Formel 1 hat als Brandgefahr erkannt
Ohne Zweifel: Mehr Magnesium im Fahrzeug bedeutet auch höhere Brandgefahr, zumal magnesiumhaltige Türen oder Karosserieteile leichter und großflächiger werden. Im Motorsport haben die Verantwortlichen der Formel 1 schon vor Jahrzehnten die Magnesiumgefahr zu spüren bekommen: Beim Großen Preis von Frankreich 1968 überschlug sich Jo Schlesser mit einem Honda V8, der eine Magnesium-Karosserie hatte.

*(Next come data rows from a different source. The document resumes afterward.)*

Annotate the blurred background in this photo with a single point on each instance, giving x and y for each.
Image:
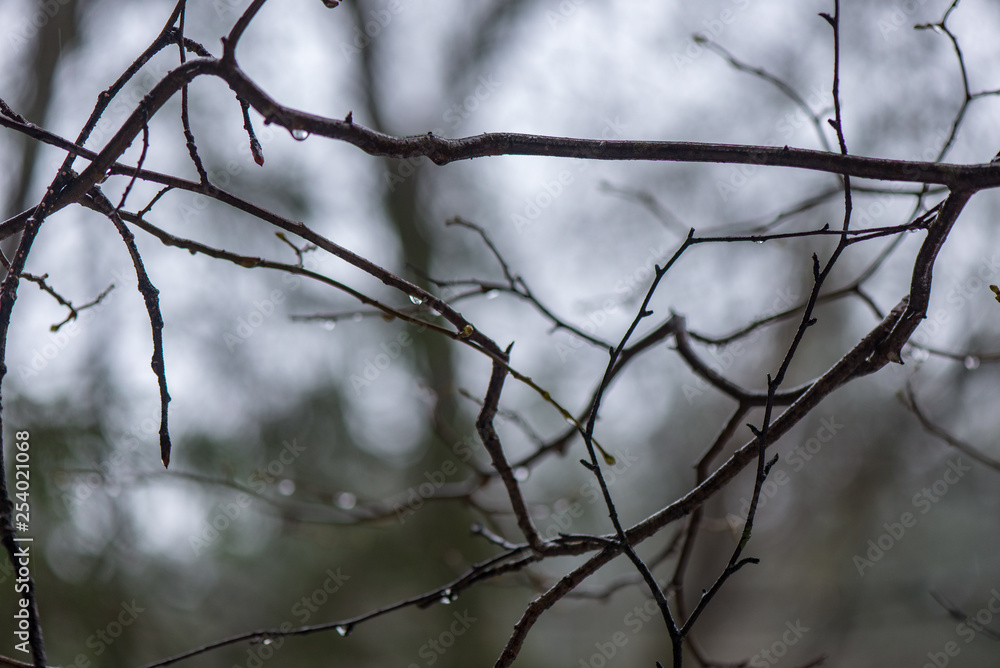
(287, 431)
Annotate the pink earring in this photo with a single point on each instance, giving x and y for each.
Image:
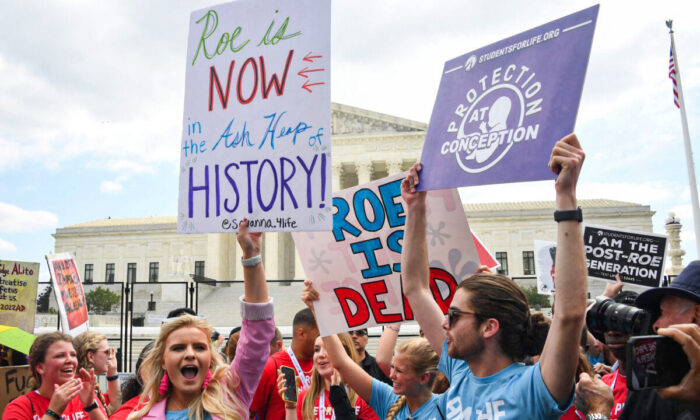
(164, 384)
(207, 380)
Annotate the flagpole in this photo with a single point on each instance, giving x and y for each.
(686, 138)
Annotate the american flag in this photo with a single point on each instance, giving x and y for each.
(672, 76)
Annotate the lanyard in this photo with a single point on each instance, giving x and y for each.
(322, 406)
(295, 362)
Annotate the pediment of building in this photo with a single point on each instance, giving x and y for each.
(348, 120)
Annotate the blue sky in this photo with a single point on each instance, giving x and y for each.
(91, 100)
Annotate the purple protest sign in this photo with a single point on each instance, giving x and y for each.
(500, 109)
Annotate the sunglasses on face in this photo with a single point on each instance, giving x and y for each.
(453, 315)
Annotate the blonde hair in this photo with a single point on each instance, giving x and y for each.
(317, 381)
(422, 359)
(83, 343)
(218, 399)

Der Franzose verbrannte im Wrack. Seit 1972 schreibt die FIA für Formel-1-Fahrzeuge vor, dass keine Magnesiumschicht dünner als drei Millimeter sein darf.
Magnesium der Leichtbau-Renner
Im 3-Liter-Lupo konnte mit einer Druckguss-Magnesium-Heckklappe fast die Hälfte des Gewichts eingespart werden, eine Coupe-Tür bei BMW wurde durch einen Alu/Magnesium-Mix um 7,5 Kilo leichter. Auch für den Dauerbrenner A 4 entwickelt Audi den Prototypen einer Magnesium-Autotür. Der neue A6 Multitronic enthält etwa 20 kg Magnesium, vorwiegend im Getriebe.
Jährlich werden derzeit etwa 400.000 Tonnen verarbeitet, 2005 sollen es schon 550.000 Tonnen sein. Die Autohersteller reagieren und suchen Lieferanten: VW hat ein Drittel an der israelischen Dead Sea Magnesium erworben, Ford investiert in die Australian Magnesium Corp. und General Motors kooperiert mit Norway`s Norsk Hydro.